Mas a história de Dilmar também é marcada por contradições. Imagine idealizar um hospital, construí-lo para a comunidade, e, ao mesmo tempo, esquecer-se da própria saúde. Foi isso o que aconteceu. Teimoso e com medo de buscar exames – possivelmente que o obrigassem a largar o cigarro – jamais havia feito uma simples endoscopia. Quando fez a primeira, em janeiro de 2014, também foi a última. Já era tarde demais. Tivesse feito cinco anos antes, ele ainda estaria aqui. Contando suas infames piadas. 

O passado de um homem pode ser esquecido. Principalmente, se ele não fez nada por sua comunidade. A maioria das pessoas passará em branco. Mas a história de Dilmar continuará. Ele fez sua parte. Plantou uma semente. Tudo voluntariamente. Valores assim poderiam continuar. Mas pouca gente tem a coragem de levantar novas bandeiras. O dinheiro é mais forte.  

Antes de sua morte, recebeu o título de Cidadão Honorário do Paraná e de Campo Mourão. Depois de morto, Dilmar virou nome de rua.
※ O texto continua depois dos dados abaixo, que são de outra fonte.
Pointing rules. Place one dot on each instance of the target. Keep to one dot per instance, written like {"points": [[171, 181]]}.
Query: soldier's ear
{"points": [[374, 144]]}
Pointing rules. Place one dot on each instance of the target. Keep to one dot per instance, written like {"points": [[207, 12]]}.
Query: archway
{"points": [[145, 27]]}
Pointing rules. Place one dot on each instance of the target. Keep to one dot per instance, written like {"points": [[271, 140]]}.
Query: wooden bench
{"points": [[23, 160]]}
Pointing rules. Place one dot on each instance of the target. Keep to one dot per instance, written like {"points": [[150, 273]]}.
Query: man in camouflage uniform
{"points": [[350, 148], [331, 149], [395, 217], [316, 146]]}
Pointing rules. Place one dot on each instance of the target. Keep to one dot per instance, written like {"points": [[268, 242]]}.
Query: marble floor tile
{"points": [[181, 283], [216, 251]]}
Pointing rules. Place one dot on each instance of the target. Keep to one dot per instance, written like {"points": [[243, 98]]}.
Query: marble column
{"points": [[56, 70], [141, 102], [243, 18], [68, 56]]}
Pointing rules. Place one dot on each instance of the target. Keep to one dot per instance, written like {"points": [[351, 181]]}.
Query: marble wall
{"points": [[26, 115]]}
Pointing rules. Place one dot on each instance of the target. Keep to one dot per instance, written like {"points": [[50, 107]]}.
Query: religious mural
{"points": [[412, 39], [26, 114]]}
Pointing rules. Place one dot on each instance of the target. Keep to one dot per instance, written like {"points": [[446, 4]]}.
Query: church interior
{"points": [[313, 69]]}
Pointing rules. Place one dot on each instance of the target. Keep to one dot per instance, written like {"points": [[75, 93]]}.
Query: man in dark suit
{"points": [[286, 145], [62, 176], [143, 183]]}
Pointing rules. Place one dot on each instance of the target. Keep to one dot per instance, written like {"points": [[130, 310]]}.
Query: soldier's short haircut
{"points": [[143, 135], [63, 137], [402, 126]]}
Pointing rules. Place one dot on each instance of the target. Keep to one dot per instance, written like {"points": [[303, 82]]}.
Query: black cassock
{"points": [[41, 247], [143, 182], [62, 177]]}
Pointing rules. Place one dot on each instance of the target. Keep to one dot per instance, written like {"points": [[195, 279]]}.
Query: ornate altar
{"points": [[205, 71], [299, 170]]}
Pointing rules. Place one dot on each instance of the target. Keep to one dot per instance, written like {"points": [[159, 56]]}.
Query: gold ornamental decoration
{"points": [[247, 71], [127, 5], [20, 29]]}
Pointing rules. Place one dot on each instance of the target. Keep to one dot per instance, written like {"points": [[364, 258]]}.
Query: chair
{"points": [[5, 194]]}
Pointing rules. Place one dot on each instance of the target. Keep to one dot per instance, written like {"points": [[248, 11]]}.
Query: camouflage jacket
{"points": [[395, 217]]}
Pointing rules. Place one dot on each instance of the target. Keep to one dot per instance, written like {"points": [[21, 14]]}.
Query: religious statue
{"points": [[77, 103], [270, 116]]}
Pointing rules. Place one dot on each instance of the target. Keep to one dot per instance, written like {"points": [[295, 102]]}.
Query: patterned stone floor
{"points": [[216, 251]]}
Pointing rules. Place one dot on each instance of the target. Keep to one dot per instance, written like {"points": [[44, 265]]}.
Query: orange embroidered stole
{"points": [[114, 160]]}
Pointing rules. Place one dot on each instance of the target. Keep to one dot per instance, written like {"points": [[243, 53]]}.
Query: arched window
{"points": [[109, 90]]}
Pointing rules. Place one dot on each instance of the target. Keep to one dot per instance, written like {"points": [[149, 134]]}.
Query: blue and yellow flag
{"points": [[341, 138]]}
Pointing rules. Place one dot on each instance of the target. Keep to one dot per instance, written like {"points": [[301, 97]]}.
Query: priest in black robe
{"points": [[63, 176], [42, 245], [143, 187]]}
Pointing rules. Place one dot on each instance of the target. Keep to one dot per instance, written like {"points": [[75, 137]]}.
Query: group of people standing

Nome de posto de saúde. Ele viveu intensamente 67 anos. Mas no dia 27 de janeiro de 2014, descobriu o tumor. Uma doença cruel. Que o impossibilitou enfrentá-la. Nos últimos 8 meses de vida, este jornalista e filho, acompanhou seu drama. Camas de hospitais. Medicamentos. Sessões de quimioterapia.  Foram horas, dias, meses de sofrimento. Numa das inúmeras sessões quimioterápicas, em Maringá, um sujeito morreu ao seu lado. Ele fazia o tratamento. Estava sentado ao lado de Dilmar. Morreu silenciosamente. Com o líquido ainda injetado na veia. Ali, naquele momento, parecia que a morte havia mandado um recado. Do tipo “Oi, estou aqui”. 

Com o câncer avançando, tudo piorava. Sem fome e, precisando comer, os filhos tentavam coisas impossíveis. Uma delas foi fazer Dilmar fumar um baseado. Dizem que, uma das consequências é ter a dita “larica”. Fome, na tradução. E ele aceitou. Depois de ficar grogue, uma leve fome surgiu. Foi o suficiente para tomar uma sopa feita pela nora. Em julho de 2014, ele foi levado a exames em uma clínica da cidade. Era final de tarde. Na volta para casa, com um dos filhos dirigindo o carro, viu-se que a coisa já estava irreversível. Passando em frente a sua empresa, ele não a reconheceu. E, ainda, disse que o caminho de sua casa era para o outro lado da cidade. O fim já chegava.   

Após meses de tratamento, a angústia acabou as 4 horas da manhã do dia 09 de agosto daquele ano, com um recado no celular. Por ironia do destino, no mesmo hospital em que doou sua vida. Um telefonema previsto. A hora havia chegado. Aquele sábado amanheceu nublado. O céu cinza anunciava algo diferente. Mas se assim tinha que ser, foi. Agora, de algum lugar, Dilmar deve estar vendo a guerra contra o tal Covid. A obra que tanto lutou em ajudar construir, está salvando vidas. Fernando Pessoa certa vez resumiu a história: “Tudo vale a pena, quando a alma não é pequena”.